According to Miller, a carriage horse is usually on its second job. Many of these animals come from other situations such as trotters on the race circuit used to warm up the Thoroughbreds, or even from Amish farming communities. Many of these horses either weren’t a good fit or were too slow for the job required. If they aren’t picked up by a carriage company, an industry which re-trains them to pull carriages for tourists around city centers, they instead tend to go into retirement. A retired horse doesn’t necessarily mean the animal lives on a farm; that sort of thing is rare. More commonly, a retired horse ends up in the slaughterhouse. Miller keeps his horses through their retirement. He believes if a horse gives you their all, you owe it to them. This is only possible thanks to his working horses, the ones that pull the carriages downtown.

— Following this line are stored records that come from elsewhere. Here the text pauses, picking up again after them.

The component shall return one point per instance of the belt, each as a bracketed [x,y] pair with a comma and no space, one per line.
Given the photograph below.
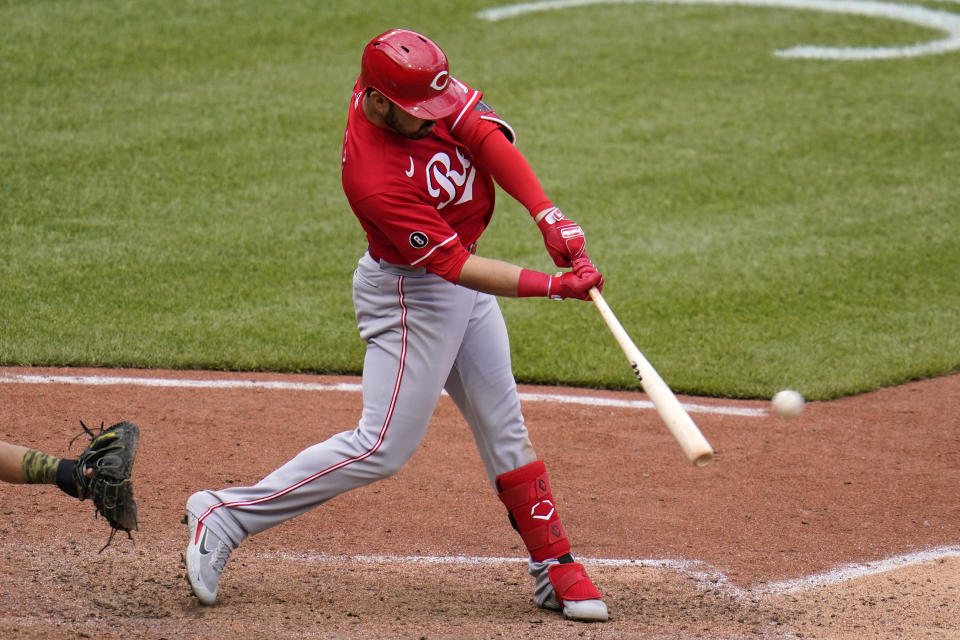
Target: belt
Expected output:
[373,254]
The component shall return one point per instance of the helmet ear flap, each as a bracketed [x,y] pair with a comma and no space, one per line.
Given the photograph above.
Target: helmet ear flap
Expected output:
[411,71]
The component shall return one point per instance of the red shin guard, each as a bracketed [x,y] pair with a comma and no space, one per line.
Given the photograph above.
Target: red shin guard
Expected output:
[525,492]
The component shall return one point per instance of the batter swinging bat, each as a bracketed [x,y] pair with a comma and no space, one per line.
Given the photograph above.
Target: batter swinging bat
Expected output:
[694,445]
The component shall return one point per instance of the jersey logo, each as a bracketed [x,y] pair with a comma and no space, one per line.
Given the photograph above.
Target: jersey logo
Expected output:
[440,81]
[419,240]
[443,179]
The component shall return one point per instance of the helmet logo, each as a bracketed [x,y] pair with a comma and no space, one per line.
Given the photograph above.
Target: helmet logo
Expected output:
[440,81]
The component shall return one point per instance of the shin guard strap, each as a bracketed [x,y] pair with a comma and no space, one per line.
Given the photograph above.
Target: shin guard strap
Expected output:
[570,582]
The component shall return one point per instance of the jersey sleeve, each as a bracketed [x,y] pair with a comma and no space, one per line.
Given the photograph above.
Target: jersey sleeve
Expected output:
[471,126]
[407,231]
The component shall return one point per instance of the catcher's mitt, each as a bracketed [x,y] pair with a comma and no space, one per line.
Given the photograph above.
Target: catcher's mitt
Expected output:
[110,456]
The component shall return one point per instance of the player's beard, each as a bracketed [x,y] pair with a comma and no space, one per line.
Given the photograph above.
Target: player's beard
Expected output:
[391,121]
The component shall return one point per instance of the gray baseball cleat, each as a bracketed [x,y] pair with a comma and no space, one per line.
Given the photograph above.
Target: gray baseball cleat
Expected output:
[580,599]
[206,557]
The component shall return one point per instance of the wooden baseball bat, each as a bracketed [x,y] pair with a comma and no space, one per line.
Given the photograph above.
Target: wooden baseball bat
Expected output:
[691,440]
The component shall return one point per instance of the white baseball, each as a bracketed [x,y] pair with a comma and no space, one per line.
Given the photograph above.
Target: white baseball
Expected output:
[788,403]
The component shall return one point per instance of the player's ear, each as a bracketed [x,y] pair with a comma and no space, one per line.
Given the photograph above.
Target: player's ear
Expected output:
[378,101]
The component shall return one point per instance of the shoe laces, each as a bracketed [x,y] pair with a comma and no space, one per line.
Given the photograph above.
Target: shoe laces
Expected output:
[220,556]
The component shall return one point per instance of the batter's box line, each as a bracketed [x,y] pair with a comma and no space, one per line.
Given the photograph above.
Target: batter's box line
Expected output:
[706,578]
[277,385]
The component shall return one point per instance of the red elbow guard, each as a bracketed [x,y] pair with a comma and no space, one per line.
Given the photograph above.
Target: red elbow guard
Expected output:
[525,492]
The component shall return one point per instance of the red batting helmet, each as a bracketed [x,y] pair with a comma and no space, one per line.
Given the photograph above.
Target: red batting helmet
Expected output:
[411,71]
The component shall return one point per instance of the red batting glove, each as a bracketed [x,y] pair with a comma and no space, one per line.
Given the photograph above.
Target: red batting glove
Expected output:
[563,237]
[571,284]
[574,285]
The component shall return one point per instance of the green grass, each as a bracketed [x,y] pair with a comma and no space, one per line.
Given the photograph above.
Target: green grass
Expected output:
[170,194]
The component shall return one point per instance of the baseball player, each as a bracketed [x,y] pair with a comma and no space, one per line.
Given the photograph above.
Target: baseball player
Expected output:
[421,153]
[102,472]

Each day goes a little differently, yet the breakfast routine is carried out 365 days a year—no matter the weather. After the field is closed again, the horses are released from the barn and are allowed to wander in and out as they please. When Miller needs to take a horse to work downtown, he usually tries to catch them in the barn. Otherwise, he takes whoever is lingering nearby. Normally this is Marty or Frank. Marty is one of the lowest horses in the pecking order, which means that he tends to prefer downtown where he gets a private source of food, water and individual attention from his driver. Getting downtown takes an hour, but the horses like riding in the trailer and occasionally load themselves. They have a personal hay bag nearby they get to snack on during the ride. Once downtown, they’re led to a stall, brushed, tacked and allowed to eat until it’s time to put on the bridle. Once the bridle goes on and the bit is put in, the horse knows it is time to get to work and pull the carriages.
Carriage horse in Minneapolis. Photos by Jen Meinhardt.